Methods: To avoid MCMC step, we approximates the intractable posterior p(bi​∣Yi​) with a Gaussian variational distribution q(bi∣Yi), whose mean and variance are output by a shared encoder network as in [3]. The encoder is designed to be lightweight to limit overfitting and identifiability issues: it uses convolution components for regularly sampled series and a recurrent encoder for irregular sampling data, incorporating time information and padding/masking when sequences have variable length. The decoder corresponds to the mechanistic ODE solution, computed with adaptive solvers and differentiated end-to-end. Optimization is performed via gradient descent (Adam [8]) by maximizing the ELBO summed over subjects, which balances data fit (expected log-likelihood under q and a regularization term (KL divergence between q(bi∣Yi) and the Gaussian random-effects prior). Uncertainty quantification is achieved by computing the observed Fisher Information matrix. This involves approximating the marginal likelihood via Monte Carlo integration using independent samples drawn from the random effects prior distribution, enabling the derivation of standard errors for population parameters. The practical identifiability is assessed by fitting the model from multiple random initializations and checking whether the optimization consistently converges to the same solution. After training, individual random effects bi​ are obtained by a single forward pass of the subject’s observed data through the encoder, rather than via a separate post-hoc optimization step as in standard approaches.
Results: The approach is evaluated on simulation cases of increasing complexity regarding the ODE structure and the number of parameters to estimate as well as a real vaccine trial dataset composed of antibody concentration measurements. In a simple setting, our method reproduced the performance of SAEM based methods with accurate parameters and variance estimators, without adding identifiability issues. In more complex dynamics with irregular and sparse sampling, NN-NLME still provided practically identifiable estimators with more reliable uncertainty quantification contrast to SAEM. On real longitudinal antibody kinetics from a cohort of SARS-CoV-2 naive subjects who received three injections of BNT162b2 in [1, 4] (25 subjects, 2-17 observations per subject collected over 483 days after the first injection), NN-NLME and SAEM provided consistent population estimates with overlapping confidence intervals;in addition, NN-NLME delivered better-calibrated prediction intervals.
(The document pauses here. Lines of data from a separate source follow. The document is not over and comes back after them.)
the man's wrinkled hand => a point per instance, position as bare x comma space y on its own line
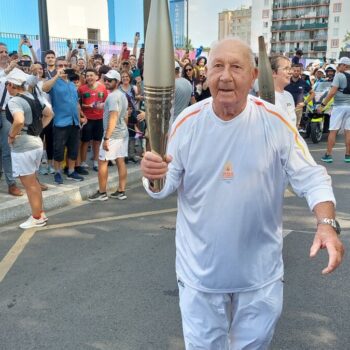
327, 238
154, 167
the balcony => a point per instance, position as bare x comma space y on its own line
314, 26
305, 3
320, 48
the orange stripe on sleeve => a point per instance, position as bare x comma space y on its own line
290, 127
185, 119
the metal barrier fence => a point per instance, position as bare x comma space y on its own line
59, 45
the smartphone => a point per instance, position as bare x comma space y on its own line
126, 54
136, 73
24, 63
69, 71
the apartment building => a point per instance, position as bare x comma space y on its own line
236, 23
261, 23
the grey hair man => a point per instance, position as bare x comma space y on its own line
229, 244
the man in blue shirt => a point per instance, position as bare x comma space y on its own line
66, 122
299, 88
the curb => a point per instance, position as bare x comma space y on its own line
61, 195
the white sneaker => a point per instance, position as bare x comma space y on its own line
31, 222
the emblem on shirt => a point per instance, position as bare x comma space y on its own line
228, 171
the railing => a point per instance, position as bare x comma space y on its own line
59, 45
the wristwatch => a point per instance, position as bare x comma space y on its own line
332, 222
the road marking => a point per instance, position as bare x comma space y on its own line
8, 261
12, 255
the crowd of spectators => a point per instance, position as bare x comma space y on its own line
93, 102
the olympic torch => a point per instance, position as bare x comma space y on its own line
266, 85
159, 78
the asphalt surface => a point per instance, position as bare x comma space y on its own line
101, 276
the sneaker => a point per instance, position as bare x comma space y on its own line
119, 195
80, 170
43, 170
58, 178
31, 222
98, 196
51, 170
43, 217
327, 158
74, 176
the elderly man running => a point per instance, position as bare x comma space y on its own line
229, 158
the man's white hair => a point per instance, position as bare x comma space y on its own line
237, 40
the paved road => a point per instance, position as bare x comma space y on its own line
101, 276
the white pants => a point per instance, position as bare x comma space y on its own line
340, 118
239, 321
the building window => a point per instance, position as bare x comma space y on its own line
266, 13
337, 7
93, 35
335, 43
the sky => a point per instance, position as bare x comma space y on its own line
204, 19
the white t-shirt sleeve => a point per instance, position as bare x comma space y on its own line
307, 178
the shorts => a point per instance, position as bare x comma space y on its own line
26, 163
244, 320
118, 148
92, 130
67, 136
340, 118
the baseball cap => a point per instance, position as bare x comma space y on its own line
17, 77
331, 67
344, 60
113, 74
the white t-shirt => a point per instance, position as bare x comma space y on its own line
230, 177
285, 102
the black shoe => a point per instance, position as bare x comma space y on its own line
81, 171
119, 195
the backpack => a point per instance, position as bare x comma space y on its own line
347, 89
36, 127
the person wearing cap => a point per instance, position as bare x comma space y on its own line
25, 142
330, 72
299, 88
183, 93
66, 121
340, 116
114, 146
297, 57
6, 66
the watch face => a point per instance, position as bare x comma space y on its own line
337, 227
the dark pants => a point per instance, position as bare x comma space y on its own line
67, 136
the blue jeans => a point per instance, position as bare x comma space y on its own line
5, 150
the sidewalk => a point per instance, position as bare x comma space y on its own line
15, 208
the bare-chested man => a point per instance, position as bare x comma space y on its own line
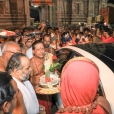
7, 51
37, 62
47, 41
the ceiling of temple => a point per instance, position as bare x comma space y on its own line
111, 1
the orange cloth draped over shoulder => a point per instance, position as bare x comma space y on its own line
79, 84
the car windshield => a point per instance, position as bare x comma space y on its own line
102, 51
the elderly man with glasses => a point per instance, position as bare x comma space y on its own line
7, 51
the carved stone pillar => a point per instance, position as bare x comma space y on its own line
43, 12
91, 8
27, 12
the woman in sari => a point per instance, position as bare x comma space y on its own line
79, 84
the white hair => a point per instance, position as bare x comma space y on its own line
7, 45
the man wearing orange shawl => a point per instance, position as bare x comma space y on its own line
79, 84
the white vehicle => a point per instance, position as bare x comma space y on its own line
103, 56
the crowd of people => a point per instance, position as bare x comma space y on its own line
21, 66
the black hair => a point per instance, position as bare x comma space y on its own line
14, 62
81, 33
108, 31
35, 43
48, 35
6, 89
86, 29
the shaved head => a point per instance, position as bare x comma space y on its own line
11, 46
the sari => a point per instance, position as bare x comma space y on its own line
79, 84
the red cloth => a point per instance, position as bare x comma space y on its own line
46, 101
107, 40
79, 84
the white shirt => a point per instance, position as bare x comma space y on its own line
29, 53
29, 96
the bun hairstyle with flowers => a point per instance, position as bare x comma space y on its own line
79, 85
6, 90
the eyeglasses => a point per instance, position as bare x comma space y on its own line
12, 52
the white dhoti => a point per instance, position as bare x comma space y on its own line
29, 96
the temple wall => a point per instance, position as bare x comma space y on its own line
14, 13
79, 11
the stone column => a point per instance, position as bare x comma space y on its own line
91, 8
27, 13
43, 13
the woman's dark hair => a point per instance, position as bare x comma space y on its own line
35, 43
14, 62
6, 89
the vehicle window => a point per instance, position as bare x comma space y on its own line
65, 55
102, 51
100, 90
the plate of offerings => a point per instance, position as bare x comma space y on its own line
48, 84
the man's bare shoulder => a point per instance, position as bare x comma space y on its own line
20, 106
2, 67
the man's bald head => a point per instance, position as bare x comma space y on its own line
11, 47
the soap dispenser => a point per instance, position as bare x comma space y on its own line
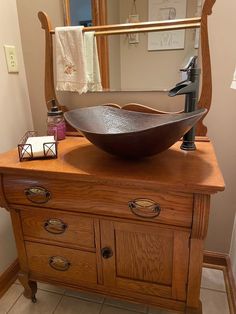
56, 122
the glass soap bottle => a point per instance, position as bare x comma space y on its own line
55, 122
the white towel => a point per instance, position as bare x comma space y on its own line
70, 59
233, 85
92, 63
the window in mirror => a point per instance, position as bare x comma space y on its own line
132, 66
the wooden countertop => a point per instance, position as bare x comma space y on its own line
78, 159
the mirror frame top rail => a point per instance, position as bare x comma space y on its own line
117, 29
195, 22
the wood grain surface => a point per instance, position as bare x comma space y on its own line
82, 264
196, 171
79, 230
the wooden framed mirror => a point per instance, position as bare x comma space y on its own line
98, 9
123, 62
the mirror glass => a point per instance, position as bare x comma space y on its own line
145, 61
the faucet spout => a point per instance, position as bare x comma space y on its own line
185, 87
189, 88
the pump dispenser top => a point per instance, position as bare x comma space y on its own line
56, 122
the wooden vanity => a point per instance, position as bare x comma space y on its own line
127, 229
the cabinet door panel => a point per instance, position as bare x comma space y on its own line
144, 255
146, 259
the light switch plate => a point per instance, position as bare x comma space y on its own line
11, 59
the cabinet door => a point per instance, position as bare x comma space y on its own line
147, 259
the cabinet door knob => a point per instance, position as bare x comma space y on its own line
144, 208
106, 252
55, 226
59, 263
37, 194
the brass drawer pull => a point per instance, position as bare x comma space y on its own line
55, 226
107, 252
145, 208
37, 195
59, 263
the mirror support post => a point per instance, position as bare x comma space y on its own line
206, 94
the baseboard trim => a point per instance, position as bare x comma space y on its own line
222, 261
8, 277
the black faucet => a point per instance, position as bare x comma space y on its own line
189, 88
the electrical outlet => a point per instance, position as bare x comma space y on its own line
11, 59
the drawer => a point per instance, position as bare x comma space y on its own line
58, 226
61, 264
95, 198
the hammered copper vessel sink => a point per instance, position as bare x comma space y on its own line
131, 134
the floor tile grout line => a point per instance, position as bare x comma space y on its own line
214, 290
59, 302
14, 303
122, 307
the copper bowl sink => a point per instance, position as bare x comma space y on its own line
131, 134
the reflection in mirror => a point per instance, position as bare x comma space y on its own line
144, 62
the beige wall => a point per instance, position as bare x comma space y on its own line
220, 120
233, 249
15, 113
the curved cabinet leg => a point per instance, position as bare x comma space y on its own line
29, 286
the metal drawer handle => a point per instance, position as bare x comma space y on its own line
59, 263
107, 252
145, 208
37, 195
55, 226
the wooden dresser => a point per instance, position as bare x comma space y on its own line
127, 229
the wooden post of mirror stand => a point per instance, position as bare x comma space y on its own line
206, 94
99, 15
49, 75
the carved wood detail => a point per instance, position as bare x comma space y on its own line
200, 216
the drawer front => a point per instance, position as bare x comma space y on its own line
58, 226
61, 264
167, 207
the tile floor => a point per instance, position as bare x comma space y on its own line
52, 299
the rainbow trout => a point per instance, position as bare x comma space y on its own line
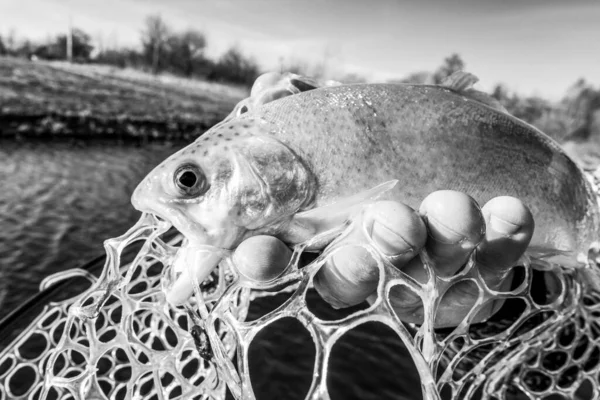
302, 164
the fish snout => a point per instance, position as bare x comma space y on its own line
145, 194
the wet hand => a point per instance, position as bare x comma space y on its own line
449, 225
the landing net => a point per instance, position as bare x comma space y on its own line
120, 339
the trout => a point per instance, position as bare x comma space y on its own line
304, 163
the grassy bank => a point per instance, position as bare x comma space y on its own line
49, 100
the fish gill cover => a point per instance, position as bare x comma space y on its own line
122, 339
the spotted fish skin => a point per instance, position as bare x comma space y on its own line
319, 147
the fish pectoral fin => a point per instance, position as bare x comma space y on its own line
331, 218
551, 255
462, 82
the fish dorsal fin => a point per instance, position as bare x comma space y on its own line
307, 224
462, 82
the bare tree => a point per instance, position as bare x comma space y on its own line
154, 40
451, 65
185, 50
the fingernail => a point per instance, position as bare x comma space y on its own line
502, 226
388, 241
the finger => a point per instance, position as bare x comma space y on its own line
351, 274
261, 258
455, 227
509, 230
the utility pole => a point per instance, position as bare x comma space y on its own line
70, 41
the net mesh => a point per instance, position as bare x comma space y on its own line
121, 339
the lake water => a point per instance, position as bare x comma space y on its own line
59, 202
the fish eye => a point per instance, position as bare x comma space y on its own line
190, 180
242, 110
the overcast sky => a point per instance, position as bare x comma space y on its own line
534, 46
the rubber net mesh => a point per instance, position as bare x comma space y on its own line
120, 339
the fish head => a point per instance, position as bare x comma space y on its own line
235, 181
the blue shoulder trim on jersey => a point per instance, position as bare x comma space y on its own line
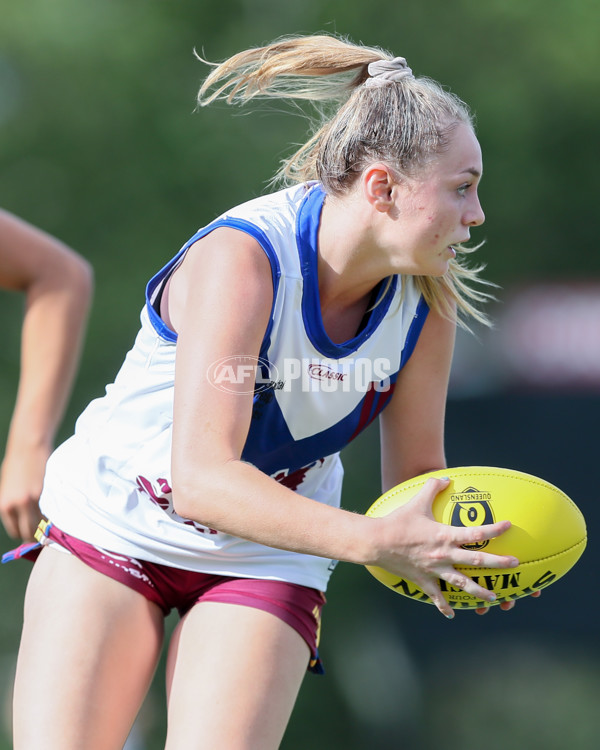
414, 331
307, 228
158, 323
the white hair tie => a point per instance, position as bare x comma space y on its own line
387, 71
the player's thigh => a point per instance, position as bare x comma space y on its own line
233, 677
88, 652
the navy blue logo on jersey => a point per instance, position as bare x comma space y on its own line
471, 507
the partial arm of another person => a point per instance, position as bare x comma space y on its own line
219, 302
57, 284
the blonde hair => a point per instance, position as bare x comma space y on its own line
405, 123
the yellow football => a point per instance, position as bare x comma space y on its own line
548, 532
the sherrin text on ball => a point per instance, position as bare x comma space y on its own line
548, 532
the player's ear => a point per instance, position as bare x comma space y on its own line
378, 184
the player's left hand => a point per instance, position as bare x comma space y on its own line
505, 606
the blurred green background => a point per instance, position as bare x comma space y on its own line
101, 146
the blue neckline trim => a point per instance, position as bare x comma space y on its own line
307, 230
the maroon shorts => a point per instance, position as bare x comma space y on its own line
173, 588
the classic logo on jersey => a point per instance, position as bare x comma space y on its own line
471, 507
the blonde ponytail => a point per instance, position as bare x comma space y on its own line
403, 120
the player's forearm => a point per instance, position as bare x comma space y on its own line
239, 499
52, 334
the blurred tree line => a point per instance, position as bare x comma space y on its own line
100, 144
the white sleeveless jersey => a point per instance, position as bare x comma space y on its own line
110, 484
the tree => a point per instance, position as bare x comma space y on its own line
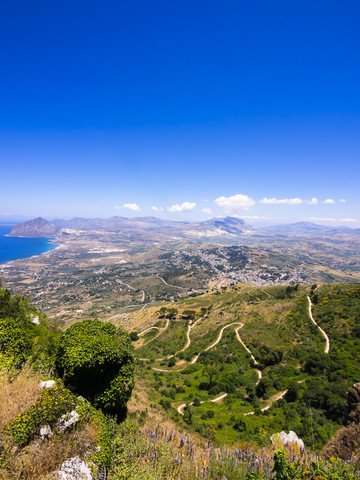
97, 359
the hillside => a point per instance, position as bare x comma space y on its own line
249, 362
250, 343
38, 227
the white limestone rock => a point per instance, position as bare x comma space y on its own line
284, 438
75, 469
65, 421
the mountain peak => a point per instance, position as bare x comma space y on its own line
37, 227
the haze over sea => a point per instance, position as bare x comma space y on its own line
14, 248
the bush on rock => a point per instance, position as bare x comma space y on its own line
97, 359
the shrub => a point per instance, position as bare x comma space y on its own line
98, 360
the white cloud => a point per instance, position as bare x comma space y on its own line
331, 219
282, 201
131, 206
323, 219
348, 220
235, 203
207, 210
184, 207
254, 217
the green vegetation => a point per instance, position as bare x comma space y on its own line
97, 359
288, 349
304, 388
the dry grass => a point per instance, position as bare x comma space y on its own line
17, 394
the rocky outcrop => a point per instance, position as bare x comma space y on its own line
38, 227
74, 469
347, 439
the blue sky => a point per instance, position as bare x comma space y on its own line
197, 108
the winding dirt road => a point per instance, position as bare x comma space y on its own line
168, 284
327, 344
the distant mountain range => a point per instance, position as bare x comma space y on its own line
210, 229
38, 227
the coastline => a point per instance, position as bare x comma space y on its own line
52, 241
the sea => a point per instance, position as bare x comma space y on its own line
14, 248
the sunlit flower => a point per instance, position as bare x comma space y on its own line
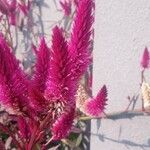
145, 59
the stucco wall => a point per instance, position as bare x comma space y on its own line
122, 31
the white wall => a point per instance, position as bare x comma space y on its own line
122, 31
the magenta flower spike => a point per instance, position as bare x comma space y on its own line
57, 91
80, 43
145, 59
56, 83
13, 82
95, 106
62, 127
66, 6
48, 99
3, 7
42, 66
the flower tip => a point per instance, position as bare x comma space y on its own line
95, 106
145, 59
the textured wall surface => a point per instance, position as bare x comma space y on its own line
122, 31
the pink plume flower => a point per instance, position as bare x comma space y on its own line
13, 82
80, 43
23, 127
95, 106
42, 66
62, 127
66, 6
56, 83
145, 58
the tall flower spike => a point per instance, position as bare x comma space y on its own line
56, 83
66, 6
80, 43
57, 87
62, 126
145, 89
13, 83
95, 106
145, 59
41, 66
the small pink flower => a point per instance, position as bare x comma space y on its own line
145, 58
95, 106
62, 127
66, 6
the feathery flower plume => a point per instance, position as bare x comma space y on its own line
145, 59
66, 6
13, 83
56, 83
57, 91
95, 106
62, 127
145, 89
42, 66
80, 43
23, 127
81, 98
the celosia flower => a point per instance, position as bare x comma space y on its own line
11, 8
48, 99
81, 98
91, 106
80, 43
13, 82
145, 59
66, 6
95, 106
145, 89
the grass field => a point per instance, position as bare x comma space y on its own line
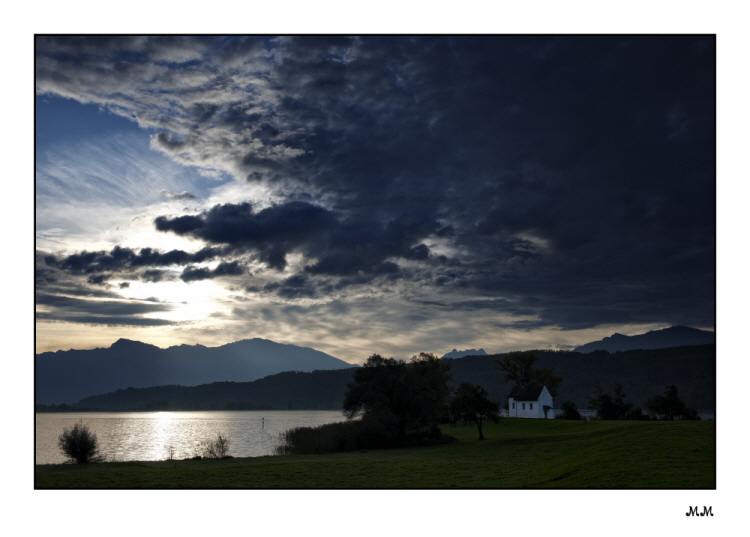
517, 453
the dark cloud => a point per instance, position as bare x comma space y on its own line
178, 195
191, 274
120, 258
92, 311
573, 174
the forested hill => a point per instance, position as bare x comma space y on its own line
643, 374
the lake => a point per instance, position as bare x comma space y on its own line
147, 436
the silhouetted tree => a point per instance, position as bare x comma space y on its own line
470, 404
614, 407
518, 365
395, 398
671, 406
79, 444
217, 448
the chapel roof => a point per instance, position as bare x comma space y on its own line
526, 393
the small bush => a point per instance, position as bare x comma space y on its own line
79, 444
217, 448
569, 411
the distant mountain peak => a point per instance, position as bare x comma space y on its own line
124, 343
674, 336
468, 352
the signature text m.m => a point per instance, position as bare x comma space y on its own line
693, 511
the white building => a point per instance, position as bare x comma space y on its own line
532, 401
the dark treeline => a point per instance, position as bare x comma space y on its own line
642, 374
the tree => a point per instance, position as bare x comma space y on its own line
671, 406
470, 404
79, 444
517, 367
615, 407
396, 399
217, 448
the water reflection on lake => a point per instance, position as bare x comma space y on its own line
144, 436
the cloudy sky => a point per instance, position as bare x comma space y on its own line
374, 194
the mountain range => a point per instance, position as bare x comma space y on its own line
641, 373
675, 336
68, 376
460, 354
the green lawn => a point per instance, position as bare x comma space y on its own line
517, 453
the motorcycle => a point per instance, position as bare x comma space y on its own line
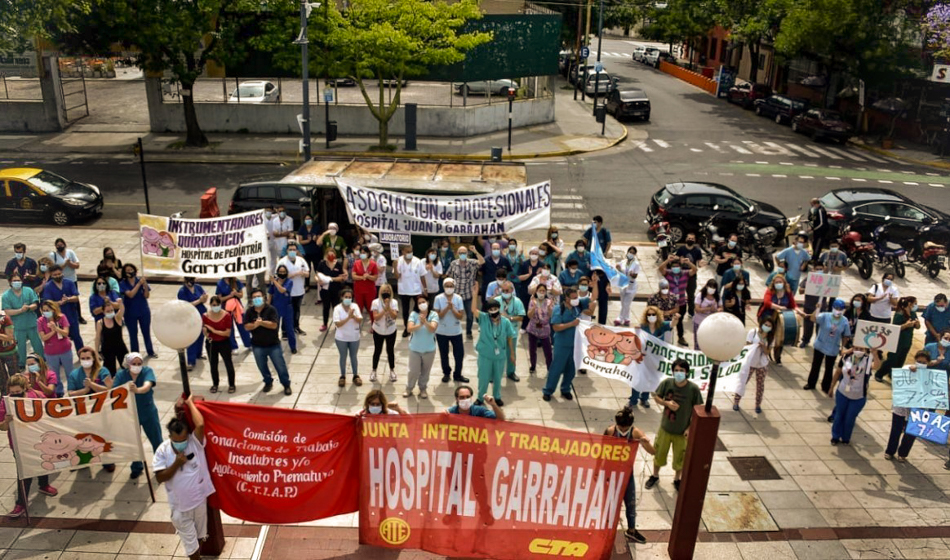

Conclusion: The proposed NN-NLME inference is a practical alternative to MCMC-driven SAEM for NLME-ODEs in sparse and complex settings. By optimizing a smoother ELBO objective and sharing an encoder across subjects, the approach preserves practical identifiability as model complexity increases, a crucial point to ensure the interpretability of inferred NLME-ODE model. It also provides a workable route to population-level uncertainty quantification through the observed-information matrix using Monte Carlo approximation and automatic differentiation. The code implemented in Python based on JAX is made publicly available, allowing for the extension to new models of interest. A dedicated software package in python is currently under development.
References:
[1] Planas, D. et al. (2021) Reduced sensitivity of sars-cov-2 variant delta to antibody neutralization, Nature 596(7871).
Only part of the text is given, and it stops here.